As I worked in shorter prose forms, I found it veering into essay, autobiography and satire as well as mixing fiction and poetry, and the range of possibilities excited me. There are rhythms and voices that function better in a confined space. There are different kinds of condensation and pacing. There is a different kind of tension created by knowing the experience will end sooner.

As I explored the range of possibilities, I found several of the resulting works rejected by a poetry magazine for being “fiction” and the same work rejected by a fiction magazine for being “poetry” without either of them having actually considered the work beyond their assumptions of its genre. I started sending the work without labeling it or designating which department it should go to and had pieces accepted by both fiction and poetry editors assuming it was meant for them, and even labeled with just as much certainty as “essay,” an assertion I had not considered, but which, once it had been pointed out to me, seemed equally valid.
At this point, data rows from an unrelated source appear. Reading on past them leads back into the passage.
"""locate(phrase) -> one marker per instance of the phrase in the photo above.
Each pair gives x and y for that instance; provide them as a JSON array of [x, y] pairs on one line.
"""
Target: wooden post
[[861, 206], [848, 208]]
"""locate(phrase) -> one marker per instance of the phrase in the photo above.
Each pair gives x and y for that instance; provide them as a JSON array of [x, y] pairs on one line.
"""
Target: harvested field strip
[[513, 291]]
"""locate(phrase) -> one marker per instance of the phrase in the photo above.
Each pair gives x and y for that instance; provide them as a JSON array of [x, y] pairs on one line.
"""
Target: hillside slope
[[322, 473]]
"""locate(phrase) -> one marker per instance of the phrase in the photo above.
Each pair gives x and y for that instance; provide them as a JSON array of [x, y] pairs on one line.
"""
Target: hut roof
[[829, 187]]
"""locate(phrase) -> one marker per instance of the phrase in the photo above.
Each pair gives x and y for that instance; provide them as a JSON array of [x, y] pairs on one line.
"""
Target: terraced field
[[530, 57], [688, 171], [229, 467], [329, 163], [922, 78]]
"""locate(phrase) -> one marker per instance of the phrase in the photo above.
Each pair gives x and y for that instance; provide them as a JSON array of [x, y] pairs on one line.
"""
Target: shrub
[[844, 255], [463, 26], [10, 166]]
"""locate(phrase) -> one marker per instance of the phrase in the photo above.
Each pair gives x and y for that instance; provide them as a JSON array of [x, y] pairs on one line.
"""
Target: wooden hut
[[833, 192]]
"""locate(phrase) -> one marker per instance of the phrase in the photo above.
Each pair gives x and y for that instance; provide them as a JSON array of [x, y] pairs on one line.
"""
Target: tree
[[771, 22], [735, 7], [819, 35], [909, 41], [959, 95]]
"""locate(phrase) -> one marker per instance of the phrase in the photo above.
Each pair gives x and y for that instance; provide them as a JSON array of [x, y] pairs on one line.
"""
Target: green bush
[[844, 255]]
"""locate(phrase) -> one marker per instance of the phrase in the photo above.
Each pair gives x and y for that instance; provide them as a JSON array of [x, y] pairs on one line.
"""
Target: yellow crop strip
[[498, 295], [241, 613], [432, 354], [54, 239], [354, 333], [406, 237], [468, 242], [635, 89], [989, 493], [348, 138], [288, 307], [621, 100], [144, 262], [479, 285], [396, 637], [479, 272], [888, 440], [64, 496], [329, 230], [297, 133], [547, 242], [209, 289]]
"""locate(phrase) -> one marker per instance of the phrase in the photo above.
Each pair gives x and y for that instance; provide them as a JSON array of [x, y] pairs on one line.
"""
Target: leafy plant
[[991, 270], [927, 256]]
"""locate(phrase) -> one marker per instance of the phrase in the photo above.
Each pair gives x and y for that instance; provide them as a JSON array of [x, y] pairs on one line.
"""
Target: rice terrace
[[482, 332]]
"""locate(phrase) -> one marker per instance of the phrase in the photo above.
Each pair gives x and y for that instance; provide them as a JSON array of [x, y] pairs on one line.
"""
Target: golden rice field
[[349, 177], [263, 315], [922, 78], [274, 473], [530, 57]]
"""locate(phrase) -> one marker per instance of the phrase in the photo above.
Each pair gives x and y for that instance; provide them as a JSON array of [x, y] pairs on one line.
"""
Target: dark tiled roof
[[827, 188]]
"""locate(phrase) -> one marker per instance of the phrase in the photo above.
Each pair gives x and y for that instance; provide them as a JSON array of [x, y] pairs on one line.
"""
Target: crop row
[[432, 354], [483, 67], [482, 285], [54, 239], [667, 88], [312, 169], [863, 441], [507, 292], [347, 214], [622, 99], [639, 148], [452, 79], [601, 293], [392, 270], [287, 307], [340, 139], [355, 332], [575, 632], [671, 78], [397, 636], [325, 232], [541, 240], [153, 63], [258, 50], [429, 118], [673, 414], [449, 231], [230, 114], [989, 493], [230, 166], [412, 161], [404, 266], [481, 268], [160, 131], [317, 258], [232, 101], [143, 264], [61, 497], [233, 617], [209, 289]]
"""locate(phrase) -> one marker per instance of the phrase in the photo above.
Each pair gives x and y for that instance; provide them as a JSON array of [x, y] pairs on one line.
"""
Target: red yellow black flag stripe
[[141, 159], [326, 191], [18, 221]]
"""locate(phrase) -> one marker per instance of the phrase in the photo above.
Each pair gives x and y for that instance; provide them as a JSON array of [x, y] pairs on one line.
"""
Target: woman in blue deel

Now that the idea of fiction completing itself in a much shorter space has been more widely accepted, the attempts to restrain it to more definable dimensions are returning, and the reactions against this are also occurring, making the questions such work raises once again more polarized. Is this healthy disagreement, or merely two equally restricting forms of boxing up creativity?

Many literary magazines and online sites claim to want “experimental” and “hybrid” work, but is this really what they want and publish, or have too many of them narrowed the definitions, and has the label “experimental” become merely an excuse for focusing on a single dimension of the work, just as popular fiction does with a different single dimension?